Les Petits poèmes grecs/Alcée/Vie d’Alcé
VIE D’ALCÉE.
Alcée, inventeur du vers alcaïque vécut dans
la quarante-quatrième olympiade, l’an 604
avant Jésus-Christ : il était contemporain de
Sappho et habitait l’île de Lesbos. Ses poésies
pleines d’invectives contre Pillacus, l’un des
principaux habitans de Mitylène mis par l’histoire
au nombre des sept sages de la Grèce, lui
firent un ennemi redoutable et une persécution
méritée. Il porta la peine de ses satyres, sa
verve pleine d’âcreté et son orgueil turbulent le
firent exiler. Alors il s’arma contre Mitylène ;
mais sur le champ de bataille il prit la fuite.
Tombé entre les mains de Pitlacus, il en obtint
un pardon généreux.

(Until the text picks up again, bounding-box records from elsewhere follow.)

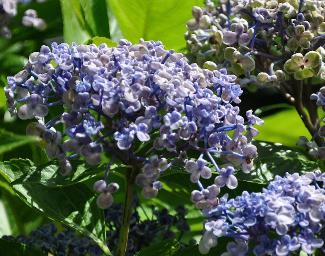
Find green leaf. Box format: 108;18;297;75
61;0;110;43
256;108;310;146
0;129;38;155
79;0;109;37
136;239;180;256
60;0;91;43
107;0;203;50
0;200;12;237
0;159;111;255
0;238;47;256
238;141;318;185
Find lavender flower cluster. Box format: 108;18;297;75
185;0;325;86
5;40;262;208
0;0;46;38
199;171;325;256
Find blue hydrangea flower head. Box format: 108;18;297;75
5;40;262;208
199;171;325;256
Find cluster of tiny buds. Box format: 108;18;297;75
185;0;325;87
199;171;325;256
94;180;119;209
5;40;263;208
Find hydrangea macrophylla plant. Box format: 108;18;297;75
185;0;325;146
199;171;325;256
0;0;46;37
5;40;262;256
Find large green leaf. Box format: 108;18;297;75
257;108;310;146
238;141;319;186
107;0;203;50
0;159;110;255
0;129;38;155
0;238;47;256
61;0;110;43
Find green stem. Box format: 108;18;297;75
295;81;323;146
116;169;136;256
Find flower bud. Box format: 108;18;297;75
96;193;114;210
93;180;107;193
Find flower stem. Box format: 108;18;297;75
116;169;136;256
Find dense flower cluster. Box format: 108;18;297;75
5;40;262;208
1;224;103;256
185;0;325;86
199;171;325;256
0;0;46;37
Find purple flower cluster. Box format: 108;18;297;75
0;0;46;37
199;171;325;256
185;0;325;84
5;40;262;208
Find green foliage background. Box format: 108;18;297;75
0;0;319;256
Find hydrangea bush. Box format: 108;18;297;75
185;0;325;154
0;0;325;256
199;172;325;256
5;40;262;209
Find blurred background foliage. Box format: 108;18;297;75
0;0;317;255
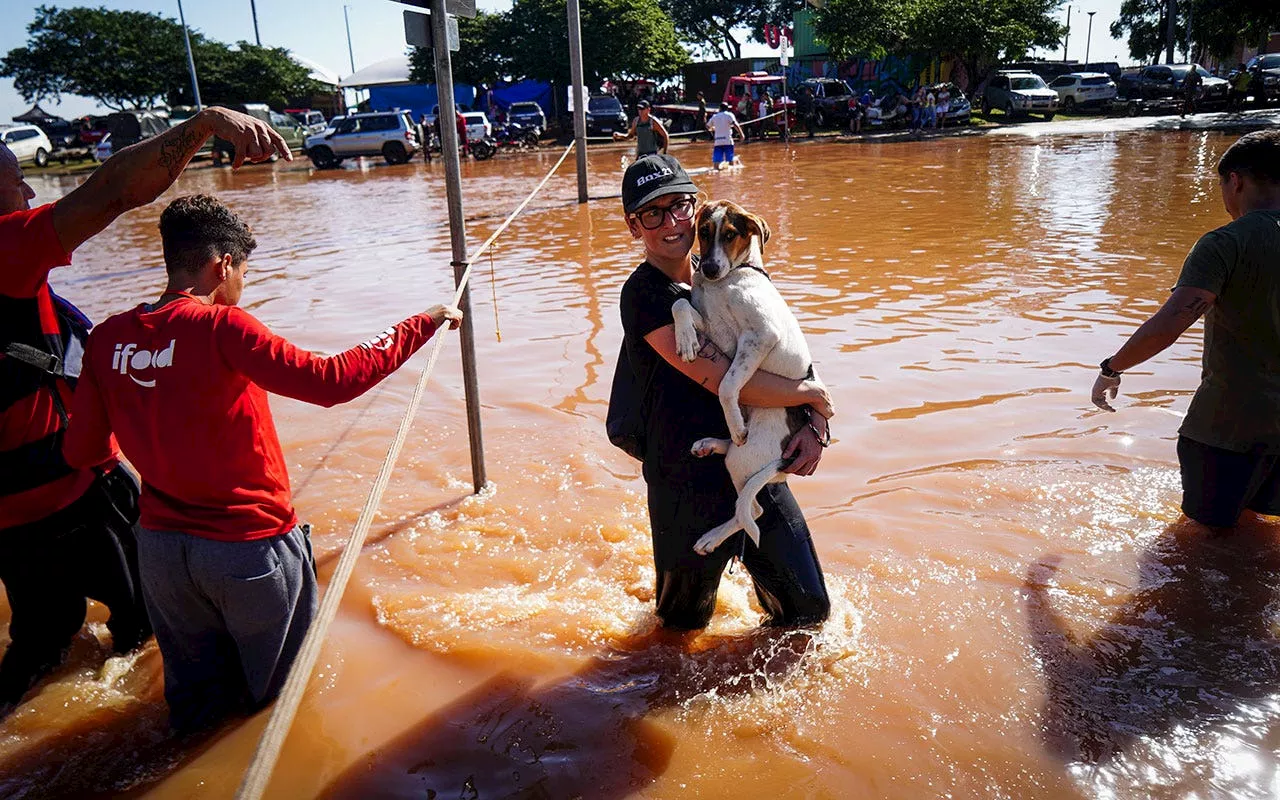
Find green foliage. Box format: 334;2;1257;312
507;0;689;86
186;41;320;109
0;5;192;109
0;6;319;109
408;12;512;86
1111;0;1280;61
814;0;1062;65
659;0;804;59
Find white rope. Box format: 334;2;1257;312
236;138;573;800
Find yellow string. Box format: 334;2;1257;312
489;247;502;343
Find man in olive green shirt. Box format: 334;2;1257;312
1093;131;1280;529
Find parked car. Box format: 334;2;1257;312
306;111;420;169
1228;52;1280;105
93;110;169;161
462;111;493;142
1117;64;1230;115
586;95;631;136
0;124;54;166
284;109;329;133
929;82;973;127
1048;72;1116;111
982;70;1057;122
794;78;854;128
507;102;547;134
214;102;307;164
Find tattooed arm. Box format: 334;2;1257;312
1111;287;1217;372
54;109;292;252
644;325;835;417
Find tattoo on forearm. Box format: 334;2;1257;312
159;125;204;179
1184;297;1208;316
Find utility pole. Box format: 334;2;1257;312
431;0;486;494
342;5;360;105
1084;12;1097;69
1062;5;1071;63
248;0;262;47
567;0;588;204
178;0;205;111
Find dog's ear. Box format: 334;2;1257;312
745;212;769;247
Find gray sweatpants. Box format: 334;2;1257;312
138;525;319;731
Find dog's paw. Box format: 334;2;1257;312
689;436;728;458
694;531;726;556
676;326;698;364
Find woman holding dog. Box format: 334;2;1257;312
621;155;832;630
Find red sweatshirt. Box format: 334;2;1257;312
63;297;435;541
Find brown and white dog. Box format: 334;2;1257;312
672;200;817;556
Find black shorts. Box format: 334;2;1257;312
1178;436;1280;527
649;472;831;630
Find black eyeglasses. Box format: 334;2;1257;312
631;197;694;230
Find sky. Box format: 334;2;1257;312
0;0;1129;122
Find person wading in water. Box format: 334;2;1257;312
0;109;292;713
1093;131;1280;531
613;100;669;159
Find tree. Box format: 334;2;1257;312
659;0;803;59
408;12;512;86
814;0;1062;76
0;5;192;109
813;0;919;59
1111;0;1280;61
508;0;689;86
184;41;320;109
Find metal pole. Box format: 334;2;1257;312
248;0;262;47
178;0;205;111
567;0;588;202
342;5;356;74
1084;12;1097;69
1062;5;1071;63
431;0;485;494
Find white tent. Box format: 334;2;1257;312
338;55;412;88
289;52;342;86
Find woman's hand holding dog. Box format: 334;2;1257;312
782;422;828;477
801;380;836;417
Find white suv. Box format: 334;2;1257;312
1048;72;1116;111
306;111;419;169
462;111;493;142
0;125;54;166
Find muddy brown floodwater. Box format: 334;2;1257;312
0;133;1280;799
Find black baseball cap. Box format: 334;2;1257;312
622;154;698;214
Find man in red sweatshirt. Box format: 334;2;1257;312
63;195;462;731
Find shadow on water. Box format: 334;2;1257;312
321;628;813;800
1025;520;1280;765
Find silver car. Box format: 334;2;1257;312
982;70;1057;122
306;110;420;169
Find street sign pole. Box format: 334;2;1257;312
431;0;485;494
567;0;588;202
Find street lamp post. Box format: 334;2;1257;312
178;0;205;111
1062;5;1071;64
342;5;360;105
248;0;262;47
1084;12;1097;69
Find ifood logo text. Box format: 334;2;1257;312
111;339;178;389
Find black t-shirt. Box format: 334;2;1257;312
621;261;728;486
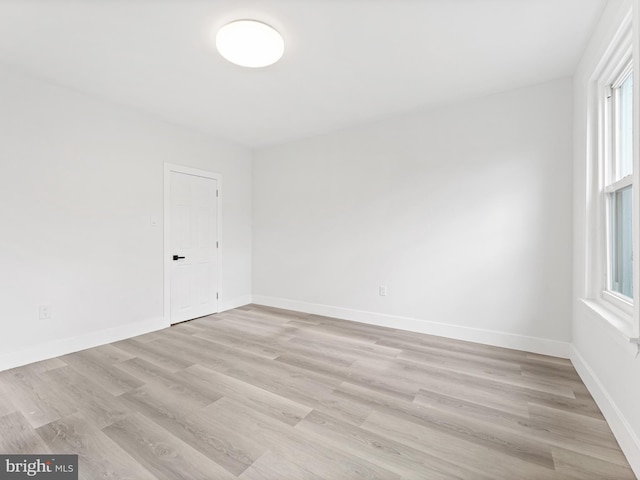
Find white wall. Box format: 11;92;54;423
0;67;252;369
253;79;572;355
571;0;640;476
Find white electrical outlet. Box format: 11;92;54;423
40;305;51;320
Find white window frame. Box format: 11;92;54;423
599;59;638;316
583;14;640;343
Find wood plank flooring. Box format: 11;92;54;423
0;305;635;480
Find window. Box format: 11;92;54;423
603;65;633;302
583;12;640;344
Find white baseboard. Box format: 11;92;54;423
218;295;252;312
0;317;168;371
253;295;571;358
571;346;640;478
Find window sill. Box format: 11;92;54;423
580;298;640;356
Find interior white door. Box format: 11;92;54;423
169;171;218;324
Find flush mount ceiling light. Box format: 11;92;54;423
216;20;284;68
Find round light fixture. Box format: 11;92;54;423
216;20;284;68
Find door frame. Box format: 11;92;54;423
162;163;222;327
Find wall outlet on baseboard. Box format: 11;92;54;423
40;305;51;320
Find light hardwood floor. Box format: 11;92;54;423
0;305;635;480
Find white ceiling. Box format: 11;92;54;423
0;0;606;147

Une seconde circonstance
nous donne un nouvel exemple de sa pusillanimité.
Combattant contre les Athéniens, il jeta
son épée et son bouclier qui gênaient, sa fuite."
Les Athéniens victorieux les suspendirent en
trophée dans le temple de Minerve. Pendant
son exil Alcée avait voyagé, il avait visité l’Egypte ;
il avait continué à s’abandonner aux
charmes de la poésie. Il avait composé des
odes, des hymnes, des épigrammes. Tour à
tour il menaçait les tyrans et les frappait de
tout le poids de sa colère :
- Alcei minaces camœnœ. (Horace.)
Tantôt il célébrait les doux jeux de Vénus et
de Cupidon, et la puissance aimable de Bacchus.

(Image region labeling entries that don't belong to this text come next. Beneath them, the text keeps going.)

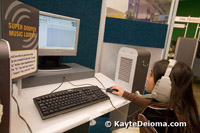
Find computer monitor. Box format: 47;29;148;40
38;11;80;70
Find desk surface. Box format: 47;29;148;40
11;73;129;133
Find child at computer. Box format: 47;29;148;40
111;60;200;133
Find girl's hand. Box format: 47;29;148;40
110;86;124;96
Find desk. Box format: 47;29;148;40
10;73;130;133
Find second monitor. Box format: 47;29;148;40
39;11;80;70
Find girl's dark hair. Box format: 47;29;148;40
168;62;200;132
153;60;169;84
136;60;200;133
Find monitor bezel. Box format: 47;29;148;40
38;11;80;56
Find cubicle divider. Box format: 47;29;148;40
104;17;168;48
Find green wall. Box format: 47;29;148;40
172;0;200;40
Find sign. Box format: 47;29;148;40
2;0;39;79
175;16;200;23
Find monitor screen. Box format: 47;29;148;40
39;11;80;56
38;11;80;71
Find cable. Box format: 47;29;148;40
11;87;33;133
94;76;137;118
65;77;99;89
51;76;65;93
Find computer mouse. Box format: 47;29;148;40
106;88;118;93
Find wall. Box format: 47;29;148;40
107;0;129;13
20;0;102;69
172;0;200;40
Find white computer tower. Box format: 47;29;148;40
110;47;150;130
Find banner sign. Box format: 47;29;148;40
175;16;200;23
2;0;39;79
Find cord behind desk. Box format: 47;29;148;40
22;63;95;88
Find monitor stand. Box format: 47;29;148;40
38;56;71;71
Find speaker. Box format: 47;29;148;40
115;47;150;93
136;59;176;102
174;37;197;67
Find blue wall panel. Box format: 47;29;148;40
20;0;102;69
104;17;168;48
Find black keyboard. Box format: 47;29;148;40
33;86;109;120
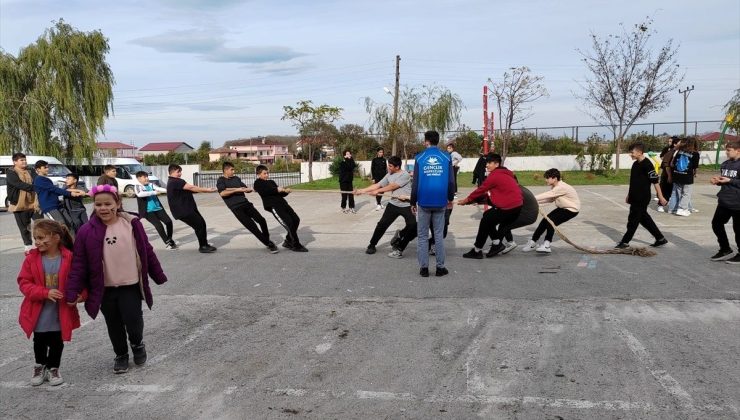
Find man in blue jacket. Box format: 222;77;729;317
33;160;85;226
411;131;455;277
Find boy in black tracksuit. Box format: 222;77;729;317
216;162;278;254
339;150;357;213
370;147;388;211
254;165;308;252
615;143;668;249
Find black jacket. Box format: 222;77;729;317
370;157;388;182
339;158;357;184
5;168;36;205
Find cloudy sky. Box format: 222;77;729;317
0;0;740;147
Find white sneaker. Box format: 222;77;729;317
522;239;537;252
537;243;552;254
501;241;517;254
388;249;403;258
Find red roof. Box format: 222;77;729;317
699;131;740;143
139;141;194;152
97;141;136;150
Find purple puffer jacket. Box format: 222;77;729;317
64;213;167;319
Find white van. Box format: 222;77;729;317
0;155;82;187
69;158;162;197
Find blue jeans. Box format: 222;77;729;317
416;207;446;268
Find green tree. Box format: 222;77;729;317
365;86;464;159
576;17;683;170
281;100;342;182
0;20;114;159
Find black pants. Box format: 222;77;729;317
231;204;270;245
13;210;41;245
339;182;355;209
474;206;522;249
100;283;144;356
270;205;301;245
180;209;208;247
532;207;578;242
370;204;416;251
33;332;64;369
144;209;172;244
622;203;663;244
712;205;740;251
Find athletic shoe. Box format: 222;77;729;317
267;242;280;254
537;244;552;254
131;343;146;366
709;248;735;261
291;244;308;252
49;368;64;386
198;245;216;254
463;248;483;260
725;253;740;264
388;249;403;258
486;242;506;258
522;239;537;252
391;229;401;248
31;365;49;386
113;353;128;373
650;238;668;248
501;241;517;254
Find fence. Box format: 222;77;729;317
193;172;301;188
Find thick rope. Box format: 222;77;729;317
539;209;656;257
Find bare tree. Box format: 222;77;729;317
576;17;684;169
488;66;548;160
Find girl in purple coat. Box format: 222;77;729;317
65;185;167;373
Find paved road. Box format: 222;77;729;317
0;185;740;419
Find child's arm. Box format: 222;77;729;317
18;258;49;301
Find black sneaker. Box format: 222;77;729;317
463;248;483;260
709;248;735;261
434;267;450;277
486;242;506;258
113;354;128;373
131;343;146;366
391;229;401;249
650;238;668;248
198;245;216;254
290;244;308;252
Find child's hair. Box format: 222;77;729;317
627;142;645;153
545;168;560;181
31;219;74;250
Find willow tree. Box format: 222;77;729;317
281;100;342;182
365;86;464;159
0;20;114;159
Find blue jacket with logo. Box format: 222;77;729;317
411;146;455;208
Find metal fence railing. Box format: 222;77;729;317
193;172;301;188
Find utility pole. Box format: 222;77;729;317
391;55;401;156
678;85;694;137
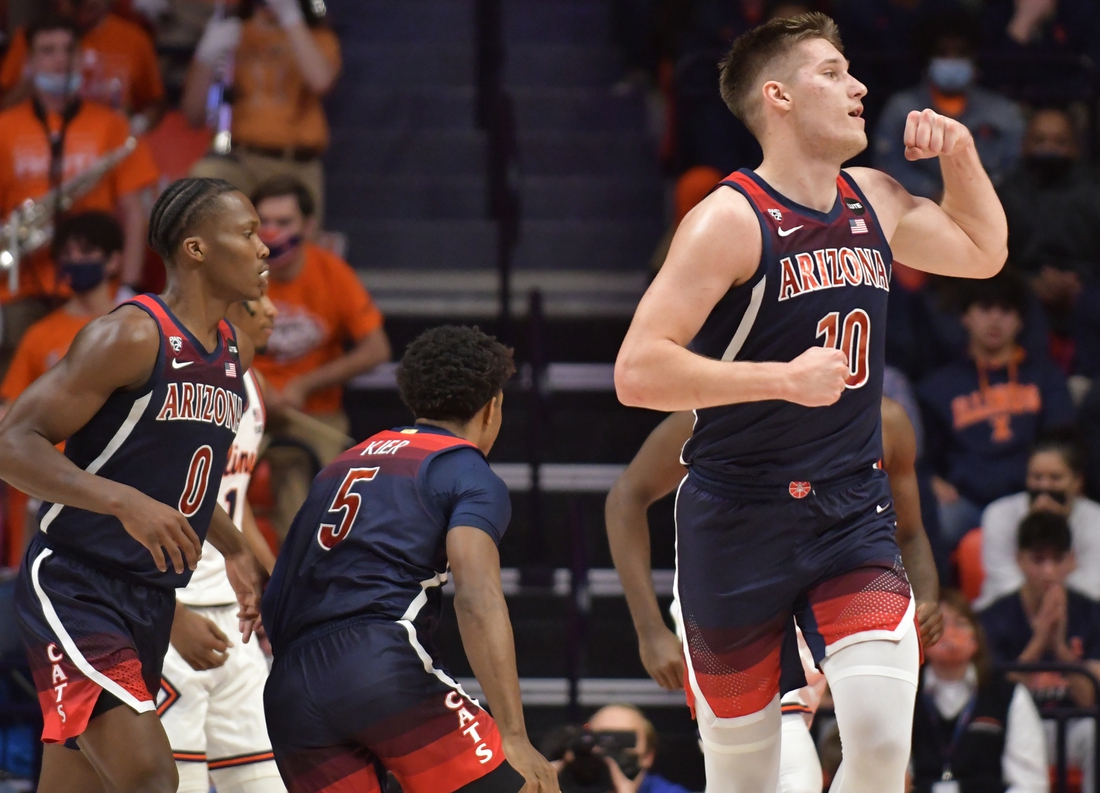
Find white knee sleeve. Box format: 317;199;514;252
176;761;210;793
778;713;825;793
822;627;920;793
695;694;780;793
210;760;286;793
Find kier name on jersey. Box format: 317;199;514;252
779;247;890;300
156;383;244;432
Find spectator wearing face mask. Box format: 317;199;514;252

Il était poëte par les idées et par l’expression.
L’abondance et la simplicité splendide de
son vers lui faisaient souvent égaler Homère ;
Horace nous en a tracé un éloge magnifique
d’un coup de crayon :
- Et te sonantem plenius aureo
- Alcee plectro…
Ce qu’on peut traduire ainsi :
Et loi Alcée qui lires de si beaux sons de ton archet d’or.
Le dithyrambe, tantôt enthousiaste et exalté comme l’ode, tantôt amer et menaçant comme la satyre, fut le genre où il excella. Aussi le grand critique latin Quintilien a-t-il écrit sur lui les lignes suivantes :
« Dans la partie de ses œuvres où Alcée attaque les tyrans, c’est avec raison qu’il mérite qu’on lui attribue un archet d’or. Il a une grande importance comme peintre de mœurs ; son style est serré, riche et rapide. Il a de la ressemblance avec Homère, mais il a tort d’abaisser à célébrer les jeux et les amours un talent créé pour un plus noble emploi. »
Il ne nous reste d’Alcée que quelques fragmens conservés par Athénée et Suidas, et recueillis par Henry Estienne à la suite de son Pindare.